Part 1: When bringing in the OpenEXR files to After Effects, I had to first to re-interpret them. At first pass they are brought in as ‘Premultiplied’ alphas instead of ‘Straight’ as they were rendered out. Right click on your .exr file in the project pane and select ‘Interpret Footage->Main…’
Part 2: The jaggies are because when using the “Create ProEXR Layer Comps” it sets the UnMult (or un-multiply) option to “On” in the EXtractoR plugin. For my settings since I’m rockin’ the straight alpha, this needs to be off. You will need to preform this on any channel that has ANY level of transparency or alpha in it.
Once you change the UnMult setting (and your alpha is interpreted correctly from above), you should also see the jaggies disappear instantly. Well, not instantly if you have a 4K .exr with 20 some layers inside. It takes me about 5 seconds to process.
#2 – Depth Pass Issues
(Update 2012.7.24 – Since upgrading to 13.061, this particular issue has seemed to disappear)

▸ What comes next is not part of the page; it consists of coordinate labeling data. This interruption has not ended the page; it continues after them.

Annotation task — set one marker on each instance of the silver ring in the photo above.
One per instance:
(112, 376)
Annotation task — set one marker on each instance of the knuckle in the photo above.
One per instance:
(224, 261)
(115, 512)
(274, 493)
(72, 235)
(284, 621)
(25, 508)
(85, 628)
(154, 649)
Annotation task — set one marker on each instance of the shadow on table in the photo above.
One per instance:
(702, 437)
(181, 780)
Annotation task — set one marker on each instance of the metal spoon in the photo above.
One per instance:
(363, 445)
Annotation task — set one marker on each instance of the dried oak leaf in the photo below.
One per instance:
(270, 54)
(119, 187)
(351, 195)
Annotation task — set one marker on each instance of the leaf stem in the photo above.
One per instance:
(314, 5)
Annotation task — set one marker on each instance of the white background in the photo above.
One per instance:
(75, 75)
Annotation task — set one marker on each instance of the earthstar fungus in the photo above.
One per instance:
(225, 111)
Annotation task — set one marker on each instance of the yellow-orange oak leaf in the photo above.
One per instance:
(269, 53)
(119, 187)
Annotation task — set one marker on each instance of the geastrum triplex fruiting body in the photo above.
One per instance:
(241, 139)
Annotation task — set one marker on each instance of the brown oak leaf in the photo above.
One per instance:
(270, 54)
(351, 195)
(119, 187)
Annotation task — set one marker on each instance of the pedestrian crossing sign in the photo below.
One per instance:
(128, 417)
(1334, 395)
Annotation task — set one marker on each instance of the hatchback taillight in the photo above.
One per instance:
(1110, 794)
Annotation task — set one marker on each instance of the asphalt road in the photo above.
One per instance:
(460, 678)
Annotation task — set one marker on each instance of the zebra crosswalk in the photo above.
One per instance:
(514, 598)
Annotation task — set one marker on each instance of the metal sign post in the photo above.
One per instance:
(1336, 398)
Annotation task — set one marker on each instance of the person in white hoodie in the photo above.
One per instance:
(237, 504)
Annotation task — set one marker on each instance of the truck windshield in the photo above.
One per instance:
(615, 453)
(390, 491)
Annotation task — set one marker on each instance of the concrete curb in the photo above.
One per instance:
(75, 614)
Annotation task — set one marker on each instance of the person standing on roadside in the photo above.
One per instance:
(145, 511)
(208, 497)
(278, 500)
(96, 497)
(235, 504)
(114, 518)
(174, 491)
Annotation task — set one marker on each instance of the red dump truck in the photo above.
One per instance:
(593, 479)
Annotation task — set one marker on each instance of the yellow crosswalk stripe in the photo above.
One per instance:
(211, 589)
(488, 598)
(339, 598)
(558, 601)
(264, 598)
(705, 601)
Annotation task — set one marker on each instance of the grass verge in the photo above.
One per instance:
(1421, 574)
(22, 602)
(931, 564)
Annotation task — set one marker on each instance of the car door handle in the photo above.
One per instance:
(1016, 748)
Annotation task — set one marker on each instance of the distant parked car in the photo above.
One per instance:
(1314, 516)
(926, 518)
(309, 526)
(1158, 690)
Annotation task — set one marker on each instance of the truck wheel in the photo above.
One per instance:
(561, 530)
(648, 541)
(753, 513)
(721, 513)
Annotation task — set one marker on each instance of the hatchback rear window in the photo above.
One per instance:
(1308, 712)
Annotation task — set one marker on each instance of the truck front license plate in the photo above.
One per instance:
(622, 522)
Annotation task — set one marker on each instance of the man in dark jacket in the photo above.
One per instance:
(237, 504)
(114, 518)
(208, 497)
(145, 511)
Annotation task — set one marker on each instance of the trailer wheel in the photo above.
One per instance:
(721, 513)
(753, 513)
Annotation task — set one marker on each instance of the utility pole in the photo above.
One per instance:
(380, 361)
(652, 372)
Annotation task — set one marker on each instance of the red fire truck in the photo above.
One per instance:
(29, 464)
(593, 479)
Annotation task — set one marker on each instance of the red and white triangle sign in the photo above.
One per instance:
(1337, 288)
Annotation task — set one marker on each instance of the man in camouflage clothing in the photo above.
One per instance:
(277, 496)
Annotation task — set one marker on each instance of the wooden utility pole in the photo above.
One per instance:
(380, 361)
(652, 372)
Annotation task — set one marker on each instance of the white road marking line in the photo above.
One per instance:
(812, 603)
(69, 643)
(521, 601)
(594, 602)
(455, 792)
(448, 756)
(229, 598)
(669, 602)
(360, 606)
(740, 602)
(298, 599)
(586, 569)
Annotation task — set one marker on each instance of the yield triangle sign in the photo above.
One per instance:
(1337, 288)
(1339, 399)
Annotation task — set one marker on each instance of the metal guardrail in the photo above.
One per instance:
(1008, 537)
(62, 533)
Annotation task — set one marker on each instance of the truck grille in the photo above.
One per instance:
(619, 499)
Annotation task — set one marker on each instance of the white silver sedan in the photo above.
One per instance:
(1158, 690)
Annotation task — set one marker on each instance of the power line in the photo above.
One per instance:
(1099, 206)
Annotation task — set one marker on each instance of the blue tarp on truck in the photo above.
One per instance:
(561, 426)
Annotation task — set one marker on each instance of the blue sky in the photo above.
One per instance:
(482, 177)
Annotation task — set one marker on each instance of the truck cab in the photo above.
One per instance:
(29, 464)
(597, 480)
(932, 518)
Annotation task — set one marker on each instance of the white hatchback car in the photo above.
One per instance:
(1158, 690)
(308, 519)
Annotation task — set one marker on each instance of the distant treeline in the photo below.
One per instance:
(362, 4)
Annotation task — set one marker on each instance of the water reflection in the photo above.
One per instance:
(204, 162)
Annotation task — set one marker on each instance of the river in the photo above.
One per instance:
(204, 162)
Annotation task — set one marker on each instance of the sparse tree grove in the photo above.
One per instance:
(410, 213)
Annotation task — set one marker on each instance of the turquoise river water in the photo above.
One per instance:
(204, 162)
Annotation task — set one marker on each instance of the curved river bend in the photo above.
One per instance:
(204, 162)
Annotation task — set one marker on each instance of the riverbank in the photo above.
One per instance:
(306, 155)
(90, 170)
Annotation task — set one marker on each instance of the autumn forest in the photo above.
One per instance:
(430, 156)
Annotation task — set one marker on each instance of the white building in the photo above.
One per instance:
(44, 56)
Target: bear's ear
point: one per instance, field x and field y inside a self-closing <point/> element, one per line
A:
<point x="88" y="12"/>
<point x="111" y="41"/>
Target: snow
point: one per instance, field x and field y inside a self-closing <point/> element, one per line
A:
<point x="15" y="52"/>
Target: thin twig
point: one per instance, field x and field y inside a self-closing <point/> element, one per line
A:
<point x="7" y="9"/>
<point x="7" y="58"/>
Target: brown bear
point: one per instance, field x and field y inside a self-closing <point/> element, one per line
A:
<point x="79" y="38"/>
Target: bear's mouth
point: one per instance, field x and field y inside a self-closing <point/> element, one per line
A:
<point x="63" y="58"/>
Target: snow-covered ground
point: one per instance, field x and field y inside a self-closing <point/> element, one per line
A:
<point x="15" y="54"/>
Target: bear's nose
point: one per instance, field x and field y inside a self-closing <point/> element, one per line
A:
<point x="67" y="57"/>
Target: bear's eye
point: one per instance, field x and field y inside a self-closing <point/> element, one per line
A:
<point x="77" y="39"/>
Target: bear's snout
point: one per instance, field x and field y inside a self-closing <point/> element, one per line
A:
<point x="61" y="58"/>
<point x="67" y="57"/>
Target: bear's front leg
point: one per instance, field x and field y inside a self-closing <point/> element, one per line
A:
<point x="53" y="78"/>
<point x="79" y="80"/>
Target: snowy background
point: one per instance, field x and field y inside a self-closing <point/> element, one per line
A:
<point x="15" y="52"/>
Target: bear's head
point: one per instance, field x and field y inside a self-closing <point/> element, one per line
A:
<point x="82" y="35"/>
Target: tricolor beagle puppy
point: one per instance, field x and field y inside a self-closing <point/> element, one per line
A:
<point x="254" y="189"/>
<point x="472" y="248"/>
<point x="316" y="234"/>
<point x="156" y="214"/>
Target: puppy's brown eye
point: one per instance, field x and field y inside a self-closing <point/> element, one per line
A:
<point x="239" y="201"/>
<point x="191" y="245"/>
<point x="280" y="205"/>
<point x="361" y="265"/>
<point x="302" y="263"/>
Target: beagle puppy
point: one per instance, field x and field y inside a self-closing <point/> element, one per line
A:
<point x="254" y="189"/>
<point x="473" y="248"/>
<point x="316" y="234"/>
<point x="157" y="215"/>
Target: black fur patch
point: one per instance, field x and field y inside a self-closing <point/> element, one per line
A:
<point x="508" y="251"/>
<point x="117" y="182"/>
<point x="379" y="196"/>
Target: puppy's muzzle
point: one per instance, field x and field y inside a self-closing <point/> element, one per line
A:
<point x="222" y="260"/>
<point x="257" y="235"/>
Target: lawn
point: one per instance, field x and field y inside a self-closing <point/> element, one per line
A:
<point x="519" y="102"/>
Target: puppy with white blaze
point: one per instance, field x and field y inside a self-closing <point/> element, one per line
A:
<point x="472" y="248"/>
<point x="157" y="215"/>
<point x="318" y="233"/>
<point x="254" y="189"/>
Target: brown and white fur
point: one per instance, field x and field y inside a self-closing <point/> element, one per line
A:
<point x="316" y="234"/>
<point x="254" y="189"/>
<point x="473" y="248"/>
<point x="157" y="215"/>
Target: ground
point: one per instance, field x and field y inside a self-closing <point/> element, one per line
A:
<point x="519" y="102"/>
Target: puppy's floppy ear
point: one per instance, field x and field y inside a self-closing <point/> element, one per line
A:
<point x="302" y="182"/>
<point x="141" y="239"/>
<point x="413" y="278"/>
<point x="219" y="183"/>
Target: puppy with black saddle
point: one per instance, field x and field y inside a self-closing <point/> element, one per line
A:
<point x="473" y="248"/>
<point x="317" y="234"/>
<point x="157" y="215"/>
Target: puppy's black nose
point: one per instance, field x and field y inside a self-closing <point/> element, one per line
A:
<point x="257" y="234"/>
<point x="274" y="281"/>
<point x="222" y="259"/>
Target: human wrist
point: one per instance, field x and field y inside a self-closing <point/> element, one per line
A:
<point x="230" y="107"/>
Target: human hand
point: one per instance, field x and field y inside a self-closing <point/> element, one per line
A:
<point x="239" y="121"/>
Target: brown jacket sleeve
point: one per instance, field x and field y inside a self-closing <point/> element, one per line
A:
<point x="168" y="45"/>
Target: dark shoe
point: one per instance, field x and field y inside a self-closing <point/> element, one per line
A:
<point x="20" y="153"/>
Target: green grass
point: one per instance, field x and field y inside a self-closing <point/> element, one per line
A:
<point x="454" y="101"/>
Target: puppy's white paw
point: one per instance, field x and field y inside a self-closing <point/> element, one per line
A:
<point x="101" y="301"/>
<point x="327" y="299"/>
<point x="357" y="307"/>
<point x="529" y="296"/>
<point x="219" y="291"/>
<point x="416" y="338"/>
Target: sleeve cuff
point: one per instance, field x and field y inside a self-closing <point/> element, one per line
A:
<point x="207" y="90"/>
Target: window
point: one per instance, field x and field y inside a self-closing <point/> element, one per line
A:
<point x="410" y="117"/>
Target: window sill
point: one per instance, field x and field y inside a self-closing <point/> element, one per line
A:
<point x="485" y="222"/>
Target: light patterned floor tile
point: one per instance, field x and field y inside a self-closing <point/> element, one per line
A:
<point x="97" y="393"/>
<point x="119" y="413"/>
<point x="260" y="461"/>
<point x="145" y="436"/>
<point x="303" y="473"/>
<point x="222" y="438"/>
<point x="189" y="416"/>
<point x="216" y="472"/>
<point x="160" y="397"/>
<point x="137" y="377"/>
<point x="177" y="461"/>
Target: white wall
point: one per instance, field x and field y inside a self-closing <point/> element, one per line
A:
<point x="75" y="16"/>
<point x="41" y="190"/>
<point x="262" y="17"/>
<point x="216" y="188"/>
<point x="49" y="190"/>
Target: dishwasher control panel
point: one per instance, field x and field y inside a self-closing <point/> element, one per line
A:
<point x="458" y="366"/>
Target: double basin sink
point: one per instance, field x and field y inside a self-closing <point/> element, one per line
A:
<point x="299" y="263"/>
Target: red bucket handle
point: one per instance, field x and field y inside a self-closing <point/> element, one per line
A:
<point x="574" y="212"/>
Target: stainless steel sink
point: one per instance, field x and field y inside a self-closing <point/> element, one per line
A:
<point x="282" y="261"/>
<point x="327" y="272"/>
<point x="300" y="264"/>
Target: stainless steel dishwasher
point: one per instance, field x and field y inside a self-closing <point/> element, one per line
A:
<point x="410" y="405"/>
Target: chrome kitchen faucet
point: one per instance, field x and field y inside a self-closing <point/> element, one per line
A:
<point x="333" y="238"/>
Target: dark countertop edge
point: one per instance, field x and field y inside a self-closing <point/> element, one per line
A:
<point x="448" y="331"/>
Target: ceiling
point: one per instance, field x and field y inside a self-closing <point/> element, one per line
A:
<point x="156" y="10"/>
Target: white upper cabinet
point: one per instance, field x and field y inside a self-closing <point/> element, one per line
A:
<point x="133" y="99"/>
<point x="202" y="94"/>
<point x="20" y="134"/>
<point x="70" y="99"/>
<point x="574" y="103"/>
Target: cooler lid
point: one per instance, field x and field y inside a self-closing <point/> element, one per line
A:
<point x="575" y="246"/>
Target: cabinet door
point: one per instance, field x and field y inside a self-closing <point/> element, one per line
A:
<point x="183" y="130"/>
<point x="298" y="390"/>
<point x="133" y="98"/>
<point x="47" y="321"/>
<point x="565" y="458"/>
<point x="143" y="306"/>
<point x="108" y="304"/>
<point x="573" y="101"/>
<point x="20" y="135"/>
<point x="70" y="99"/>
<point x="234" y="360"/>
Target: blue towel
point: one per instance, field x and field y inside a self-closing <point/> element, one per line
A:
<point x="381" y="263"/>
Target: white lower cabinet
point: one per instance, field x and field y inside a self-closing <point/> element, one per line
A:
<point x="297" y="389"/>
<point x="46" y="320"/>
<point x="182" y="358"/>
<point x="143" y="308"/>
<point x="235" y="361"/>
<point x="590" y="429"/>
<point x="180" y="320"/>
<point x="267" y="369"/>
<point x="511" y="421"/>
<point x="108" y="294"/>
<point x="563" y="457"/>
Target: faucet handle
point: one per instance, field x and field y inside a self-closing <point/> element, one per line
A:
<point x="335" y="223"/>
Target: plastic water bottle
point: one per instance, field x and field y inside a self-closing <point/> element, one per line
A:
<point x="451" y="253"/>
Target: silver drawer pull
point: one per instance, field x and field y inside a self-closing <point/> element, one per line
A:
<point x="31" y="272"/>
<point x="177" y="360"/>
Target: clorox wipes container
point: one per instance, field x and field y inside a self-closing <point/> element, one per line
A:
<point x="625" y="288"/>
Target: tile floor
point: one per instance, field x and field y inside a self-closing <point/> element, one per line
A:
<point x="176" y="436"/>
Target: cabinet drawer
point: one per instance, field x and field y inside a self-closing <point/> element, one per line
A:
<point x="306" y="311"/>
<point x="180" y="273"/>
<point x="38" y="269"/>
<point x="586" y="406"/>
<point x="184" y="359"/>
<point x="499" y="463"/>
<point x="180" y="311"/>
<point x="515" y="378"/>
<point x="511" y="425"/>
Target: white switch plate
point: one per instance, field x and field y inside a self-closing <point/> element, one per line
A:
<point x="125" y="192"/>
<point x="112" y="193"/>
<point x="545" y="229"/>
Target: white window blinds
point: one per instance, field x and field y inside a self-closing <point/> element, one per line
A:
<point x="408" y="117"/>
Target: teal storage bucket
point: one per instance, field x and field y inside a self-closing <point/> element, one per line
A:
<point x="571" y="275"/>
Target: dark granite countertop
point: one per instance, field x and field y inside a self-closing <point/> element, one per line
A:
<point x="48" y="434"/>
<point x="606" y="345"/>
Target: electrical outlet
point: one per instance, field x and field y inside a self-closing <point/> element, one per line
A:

Actually the depth pass isn’t screwed up as I first initially assessed. It’s very heavy towards the black side of things and with working in a 32-bit file, I’m guessing it took what C4D probably makes as an 8 Bit file and throws it into the 32-bit space. When I started working with my depth pass, it was straight black to my eyes. After creating 2 levels adjustments, I managed to get the depth layer close enough to where it should be. I would prefer an OpenEXR expert to email me the absolute math settings, but for my purposes it’s close enough. I used the first levels adjustment to get a rough mix and used the second to dial-in the subtleties of the channel that I couldn’t do without looking at a second histogram for reference. Have a look at the thumbnails below (which show the levels settings that worked for me) to see what I’m talking about.
Hopefully you were searching on “AE OpenEXR Cinema 4D Jaggies / Alpha Channel” or something along those lines and found this post. Happy compositing.